Ривен заглянул в фургон.
— Покажешь мне, как ты справляешься с этими шариками, когда мы снова встретимся, хорошо?
— Хорошо, — пискнул Элден.
Ривен снова подошёл к Кейлу. Кейл встал в тень Ривена, усилил её сумрак, посмотрел на далёкую Бурю Теней, потянувшись чувствами к находящимся там теням. Странно, но контакт от него ускользал. Как и в Элгрин Фау, мрак внутри бури отзывался с трудом.
Вместо этого Кейл попытался нащупать самый край шторма, точку, где заканчивалась его способность чувствовать связь. Когда тьма сомкнулась вокруг, он услышал пожелание Абеляра:
— Хорошей охоты.
— Спасибо, — отозвался Ривен.
Тени перенесли их через Сембию к границам Бури Теней.

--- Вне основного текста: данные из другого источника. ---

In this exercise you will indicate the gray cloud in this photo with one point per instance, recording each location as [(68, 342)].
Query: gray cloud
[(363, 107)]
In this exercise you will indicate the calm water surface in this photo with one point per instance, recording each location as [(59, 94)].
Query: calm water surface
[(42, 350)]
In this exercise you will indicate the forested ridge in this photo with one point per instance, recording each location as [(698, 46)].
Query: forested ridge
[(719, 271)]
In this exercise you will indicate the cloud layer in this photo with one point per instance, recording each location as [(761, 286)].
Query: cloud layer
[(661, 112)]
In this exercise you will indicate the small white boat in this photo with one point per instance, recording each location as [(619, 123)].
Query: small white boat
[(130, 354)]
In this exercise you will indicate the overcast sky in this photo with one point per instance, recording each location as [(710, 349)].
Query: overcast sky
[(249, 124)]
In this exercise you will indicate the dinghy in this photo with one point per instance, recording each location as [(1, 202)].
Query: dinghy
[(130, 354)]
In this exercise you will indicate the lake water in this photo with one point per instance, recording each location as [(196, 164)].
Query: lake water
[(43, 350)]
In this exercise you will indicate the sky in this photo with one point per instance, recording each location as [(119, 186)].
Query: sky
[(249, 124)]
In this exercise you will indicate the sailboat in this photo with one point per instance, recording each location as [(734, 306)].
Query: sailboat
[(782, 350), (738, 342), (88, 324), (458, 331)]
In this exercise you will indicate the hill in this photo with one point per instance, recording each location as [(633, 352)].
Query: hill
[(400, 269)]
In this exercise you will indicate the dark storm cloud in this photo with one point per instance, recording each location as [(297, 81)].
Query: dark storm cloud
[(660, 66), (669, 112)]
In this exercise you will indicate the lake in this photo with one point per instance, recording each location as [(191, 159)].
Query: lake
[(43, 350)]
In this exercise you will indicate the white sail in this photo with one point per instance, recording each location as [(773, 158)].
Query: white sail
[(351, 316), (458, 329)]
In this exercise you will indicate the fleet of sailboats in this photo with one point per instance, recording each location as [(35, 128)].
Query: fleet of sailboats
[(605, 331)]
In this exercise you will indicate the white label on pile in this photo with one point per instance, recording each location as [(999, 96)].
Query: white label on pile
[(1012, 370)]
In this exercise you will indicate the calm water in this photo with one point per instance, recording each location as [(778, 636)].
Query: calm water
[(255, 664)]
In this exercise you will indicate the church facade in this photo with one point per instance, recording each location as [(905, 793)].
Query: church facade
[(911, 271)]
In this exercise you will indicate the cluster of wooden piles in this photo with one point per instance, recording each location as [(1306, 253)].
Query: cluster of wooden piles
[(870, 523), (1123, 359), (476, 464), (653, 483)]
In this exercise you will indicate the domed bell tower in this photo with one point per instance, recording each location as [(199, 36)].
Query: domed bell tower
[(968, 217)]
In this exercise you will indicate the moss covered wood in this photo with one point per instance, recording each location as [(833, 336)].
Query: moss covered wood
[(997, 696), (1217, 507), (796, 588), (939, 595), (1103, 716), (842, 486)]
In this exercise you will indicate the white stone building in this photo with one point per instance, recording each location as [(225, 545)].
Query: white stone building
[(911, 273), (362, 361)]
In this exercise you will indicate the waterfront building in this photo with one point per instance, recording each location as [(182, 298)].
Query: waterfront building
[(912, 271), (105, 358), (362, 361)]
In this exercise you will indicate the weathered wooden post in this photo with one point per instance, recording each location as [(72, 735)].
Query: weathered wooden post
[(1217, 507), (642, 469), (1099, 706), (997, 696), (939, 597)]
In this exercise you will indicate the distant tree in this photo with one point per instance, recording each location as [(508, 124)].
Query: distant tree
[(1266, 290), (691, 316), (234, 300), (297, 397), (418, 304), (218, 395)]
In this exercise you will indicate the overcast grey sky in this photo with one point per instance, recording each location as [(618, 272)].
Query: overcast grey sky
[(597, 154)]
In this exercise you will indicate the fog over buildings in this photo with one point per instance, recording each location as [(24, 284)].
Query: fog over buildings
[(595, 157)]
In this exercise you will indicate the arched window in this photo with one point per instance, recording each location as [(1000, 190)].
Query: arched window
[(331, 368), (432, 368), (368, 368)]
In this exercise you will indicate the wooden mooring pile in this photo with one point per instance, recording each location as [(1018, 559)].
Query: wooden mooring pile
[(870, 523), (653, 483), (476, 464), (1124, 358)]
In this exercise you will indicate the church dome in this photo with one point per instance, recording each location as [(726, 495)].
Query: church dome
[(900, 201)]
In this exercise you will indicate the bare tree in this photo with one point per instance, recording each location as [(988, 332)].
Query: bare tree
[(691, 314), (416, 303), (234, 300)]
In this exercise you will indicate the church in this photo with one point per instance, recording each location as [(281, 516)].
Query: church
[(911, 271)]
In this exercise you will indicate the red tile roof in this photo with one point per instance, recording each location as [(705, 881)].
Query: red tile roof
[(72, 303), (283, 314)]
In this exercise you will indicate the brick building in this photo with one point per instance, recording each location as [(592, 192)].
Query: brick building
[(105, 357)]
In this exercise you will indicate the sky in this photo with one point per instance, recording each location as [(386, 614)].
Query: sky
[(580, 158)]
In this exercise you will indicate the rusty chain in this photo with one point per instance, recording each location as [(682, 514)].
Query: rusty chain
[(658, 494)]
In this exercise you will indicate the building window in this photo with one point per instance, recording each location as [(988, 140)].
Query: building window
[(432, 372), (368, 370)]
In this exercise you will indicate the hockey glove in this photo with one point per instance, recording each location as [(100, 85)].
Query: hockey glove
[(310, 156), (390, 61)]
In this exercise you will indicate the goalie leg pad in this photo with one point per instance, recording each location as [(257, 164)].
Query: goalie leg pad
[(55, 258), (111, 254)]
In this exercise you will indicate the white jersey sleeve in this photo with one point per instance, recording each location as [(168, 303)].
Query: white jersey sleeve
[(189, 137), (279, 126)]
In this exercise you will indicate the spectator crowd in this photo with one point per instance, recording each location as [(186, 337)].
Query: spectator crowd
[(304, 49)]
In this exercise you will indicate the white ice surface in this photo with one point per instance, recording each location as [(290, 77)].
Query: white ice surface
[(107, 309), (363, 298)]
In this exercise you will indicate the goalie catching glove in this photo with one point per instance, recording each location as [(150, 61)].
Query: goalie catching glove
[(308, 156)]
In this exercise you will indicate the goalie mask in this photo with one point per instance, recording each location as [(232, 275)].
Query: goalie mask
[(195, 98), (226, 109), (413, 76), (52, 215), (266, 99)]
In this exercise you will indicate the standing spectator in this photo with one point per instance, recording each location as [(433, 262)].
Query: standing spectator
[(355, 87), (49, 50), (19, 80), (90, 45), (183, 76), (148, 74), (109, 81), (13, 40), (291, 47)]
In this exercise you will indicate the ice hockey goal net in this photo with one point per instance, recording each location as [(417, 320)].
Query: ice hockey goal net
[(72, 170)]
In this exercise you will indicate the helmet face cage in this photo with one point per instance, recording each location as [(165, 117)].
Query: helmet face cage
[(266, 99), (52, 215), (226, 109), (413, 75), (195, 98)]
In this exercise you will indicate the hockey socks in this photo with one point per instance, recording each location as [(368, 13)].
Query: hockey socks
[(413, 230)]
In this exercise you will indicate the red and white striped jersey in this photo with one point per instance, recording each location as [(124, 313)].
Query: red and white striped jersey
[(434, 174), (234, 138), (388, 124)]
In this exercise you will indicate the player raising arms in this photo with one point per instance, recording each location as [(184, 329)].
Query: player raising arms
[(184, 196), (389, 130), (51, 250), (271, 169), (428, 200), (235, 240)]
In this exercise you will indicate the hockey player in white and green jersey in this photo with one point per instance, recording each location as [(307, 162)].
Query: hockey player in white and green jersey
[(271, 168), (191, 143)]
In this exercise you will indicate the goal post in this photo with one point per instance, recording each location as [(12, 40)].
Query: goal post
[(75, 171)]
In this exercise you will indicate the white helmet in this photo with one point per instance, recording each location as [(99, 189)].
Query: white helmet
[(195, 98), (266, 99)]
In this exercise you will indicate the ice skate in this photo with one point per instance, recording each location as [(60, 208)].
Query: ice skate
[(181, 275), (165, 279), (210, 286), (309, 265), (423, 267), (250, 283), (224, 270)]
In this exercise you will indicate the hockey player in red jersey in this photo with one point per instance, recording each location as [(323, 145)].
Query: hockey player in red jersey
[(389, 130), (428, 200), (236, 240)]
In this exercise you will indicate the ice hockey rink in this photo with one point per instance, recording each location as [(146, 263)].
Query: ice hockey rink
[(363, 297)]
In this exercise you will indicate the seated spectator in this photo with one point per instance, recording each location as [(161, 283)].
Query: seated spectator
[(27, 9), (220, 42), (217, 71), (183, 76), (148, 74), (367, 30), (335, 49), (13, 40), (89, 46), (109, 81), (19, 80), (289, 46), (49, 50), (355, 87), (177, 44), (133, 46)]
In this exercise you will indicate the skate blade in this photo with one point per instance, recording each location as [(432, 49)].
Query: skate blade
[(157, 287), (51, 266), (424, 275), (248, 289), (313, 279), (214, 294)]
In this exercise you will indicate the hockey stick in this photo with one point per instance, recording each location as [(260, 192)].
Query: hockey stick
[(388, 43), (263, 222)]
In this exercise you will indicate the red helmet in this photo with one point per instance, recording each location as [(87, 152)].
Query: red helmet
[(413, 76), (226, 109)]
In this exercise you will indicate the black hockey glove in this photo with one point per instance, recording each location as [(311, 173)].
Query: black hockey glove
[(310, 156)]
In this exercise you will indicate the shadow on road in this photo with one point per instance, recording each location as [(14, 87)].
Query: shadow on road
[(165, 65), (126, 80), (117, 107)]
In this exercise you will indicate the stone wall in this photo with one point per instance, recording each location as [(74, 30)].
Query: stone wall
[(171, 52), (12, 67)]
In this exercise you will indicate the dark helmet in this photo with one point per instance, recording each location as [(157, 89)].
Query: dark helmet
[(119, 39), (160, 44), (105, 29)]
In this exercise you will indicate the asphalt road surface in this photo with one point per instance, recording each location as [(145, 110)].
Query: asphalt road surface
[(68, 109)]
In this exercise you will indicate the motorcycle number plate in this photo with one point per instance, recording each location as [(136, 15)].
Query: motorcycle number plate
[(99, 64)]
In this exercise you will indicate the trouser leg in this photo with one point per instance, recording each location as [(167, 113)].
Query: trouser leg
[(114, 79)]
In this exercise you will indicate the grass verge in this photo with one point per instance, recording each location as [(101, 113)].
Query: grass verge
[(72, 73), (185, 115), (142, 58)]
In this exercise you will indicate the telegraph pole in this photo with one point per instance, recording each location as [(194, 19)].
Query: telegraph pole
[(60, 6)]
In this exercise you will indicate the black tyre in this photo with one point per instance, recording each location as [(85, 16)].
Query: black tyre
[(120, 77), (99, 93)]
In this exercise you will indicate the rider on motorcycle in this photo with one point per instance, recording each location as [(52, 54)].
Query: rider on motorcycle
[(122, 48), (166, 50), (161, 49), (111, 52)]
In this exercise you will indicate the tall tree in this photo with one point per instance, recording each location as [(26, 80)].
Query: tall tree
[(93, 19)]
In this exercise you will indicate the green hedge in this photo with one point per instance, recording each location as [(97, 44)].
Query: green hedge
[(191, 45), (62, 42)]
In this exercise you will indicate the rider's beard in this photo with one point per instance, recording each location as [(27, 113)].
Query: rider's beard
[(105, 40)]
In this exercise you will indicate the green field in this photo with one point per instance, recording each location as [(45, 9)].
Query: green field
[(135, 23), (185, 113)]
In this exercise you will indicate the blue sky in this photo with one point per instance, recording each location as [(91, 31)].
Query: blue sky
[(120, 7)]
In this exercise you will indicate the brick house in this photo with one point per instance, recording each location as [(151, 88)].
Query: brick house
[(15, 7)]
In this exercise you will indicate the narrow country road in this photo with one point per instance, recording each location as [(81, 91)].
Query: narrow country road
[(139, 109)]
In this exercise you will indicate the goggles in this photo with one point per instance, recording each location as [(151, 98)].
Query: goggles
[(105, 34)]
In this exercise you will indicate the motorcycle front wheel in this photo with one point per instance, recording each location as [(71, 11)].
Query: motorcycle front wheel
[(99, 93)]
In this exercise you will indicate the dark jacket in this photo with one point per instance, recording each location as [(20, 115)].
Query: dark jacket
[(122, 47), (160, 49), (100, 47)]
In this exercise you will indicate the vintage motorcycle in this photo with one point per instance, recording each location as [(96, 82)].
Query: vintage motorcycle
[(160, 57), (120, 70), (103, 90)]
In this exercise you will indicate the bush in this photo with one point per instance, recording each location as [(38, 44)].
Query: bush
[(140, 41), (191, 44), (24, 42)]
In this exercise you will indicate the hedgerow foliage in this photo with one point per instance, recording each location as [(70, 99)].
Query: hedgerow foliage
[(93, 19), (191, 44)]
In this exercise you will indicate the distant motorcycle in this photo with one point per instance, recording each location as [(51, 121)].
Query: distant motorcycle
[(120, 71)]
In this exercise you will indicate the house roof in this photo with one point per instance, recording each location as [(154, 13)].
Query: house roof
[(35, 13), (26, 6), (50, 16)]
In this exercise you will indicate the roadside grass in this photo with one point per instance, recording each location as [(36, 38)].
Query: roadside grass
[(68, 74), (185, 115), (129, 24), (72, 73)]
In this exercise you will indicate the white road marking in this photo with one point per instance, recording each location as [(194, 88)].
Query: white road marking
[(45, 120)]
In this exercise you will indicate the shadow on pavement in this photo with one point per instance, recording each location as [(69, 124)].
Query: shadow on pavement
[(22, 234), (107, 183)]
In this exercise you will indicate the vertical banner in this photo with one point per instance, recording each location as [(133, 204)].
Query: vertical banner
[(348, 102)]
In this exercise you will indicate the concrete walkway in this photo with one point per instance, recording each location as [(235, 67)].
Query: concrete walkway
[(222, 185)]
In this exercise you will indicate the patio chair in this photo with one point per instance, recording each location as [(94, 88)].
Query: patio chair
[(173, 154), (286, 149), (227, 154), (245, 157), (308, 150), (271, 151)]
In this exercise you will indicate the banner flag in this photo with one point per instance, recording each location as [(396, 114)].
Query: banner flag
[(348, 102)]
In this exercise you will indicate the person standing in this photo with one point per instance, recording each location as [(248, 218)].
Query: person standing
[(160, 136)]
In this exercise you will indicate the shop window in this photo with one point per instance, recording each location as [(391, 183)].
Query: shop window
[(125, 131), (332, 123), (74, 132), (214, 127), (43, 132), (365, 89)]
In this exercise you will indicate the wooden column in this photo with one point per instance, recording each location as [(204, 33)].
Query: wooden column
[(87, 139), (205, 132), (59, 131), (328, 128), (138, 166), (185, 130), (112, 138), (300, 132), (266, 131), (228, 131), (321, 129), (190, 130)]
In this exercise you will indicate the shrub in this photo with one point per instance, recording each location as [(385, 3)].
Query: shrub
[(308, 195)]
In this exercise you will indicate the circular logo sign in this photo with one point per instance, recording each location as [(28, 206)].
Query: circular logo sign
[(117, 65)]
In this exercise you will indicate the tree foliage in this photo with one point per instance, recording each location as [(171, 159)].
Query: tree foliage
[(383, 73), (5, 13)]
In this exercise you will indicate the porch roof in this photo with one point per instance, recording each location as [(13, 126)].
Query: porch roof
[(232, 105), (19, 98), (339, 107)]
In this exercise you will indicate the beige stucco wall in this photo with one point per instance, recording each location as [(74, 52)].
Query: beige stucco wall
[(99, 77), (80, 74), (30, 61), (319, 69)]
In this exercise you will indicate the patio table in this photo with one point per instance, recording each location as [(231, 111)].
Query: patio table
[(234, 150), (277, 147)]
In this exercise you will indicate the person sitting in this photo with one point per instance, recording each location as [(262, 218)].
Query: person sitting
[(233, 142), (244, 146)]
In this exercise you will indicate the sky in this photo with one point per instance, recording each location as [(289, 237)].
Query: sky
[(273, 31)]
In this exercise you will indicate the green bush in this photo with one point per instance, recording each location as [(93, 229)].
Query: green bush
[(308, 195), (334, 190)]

Бреннус сидел за обеденным столом. С портрета на него смотрела мать, и взгляд её обвинял сына. Он достал из кармана ожерелье и положил на стол. С Бреннуса текли тени. Из него сочилась скорбь. Он потерял мать, а брат и отец предали его. Правду ему рассказал только архидьявол.
Гомункулы сидели на столе лицом к хозяину, скрестив ноги и подперев подбородки ладонями.
— Тебе грустно, хозяин? — спросил один.
Бреннус протянул руку и почесал существо по голове, вызвав у гомункула довольное урчание. Придвинулся, ревнуя, другой — требовал, чтобы его тоже почесали. Гомункулы заставили его улыбнуться, заставили подумать о матери.
— Как бы мне хотелось, чтобы она увидела вас двоих, — сказал Бреннус.
Его конструкты всегда радовали мать. Сейчас он мог легко создавать гомункулов, и они не были воплощением всей меры его Искусства, но их ужимки мать развеселили бы.
— Они чудесные, Бреннус, — сказала бы она своим чистым голосом, и в ответ Бреннус просиял бы.
Его воспоминания о матери были такими чёткими. Казалось, в последний раз они разговаривали ещё вчера, а не две тысячи лет назад. По какой-то причине, память о матери напоминала ему о солнечном свете. Он был рад, что матери не пришлось отправиться на план Тени вместе со всеми. Она была слишком яркой для этого.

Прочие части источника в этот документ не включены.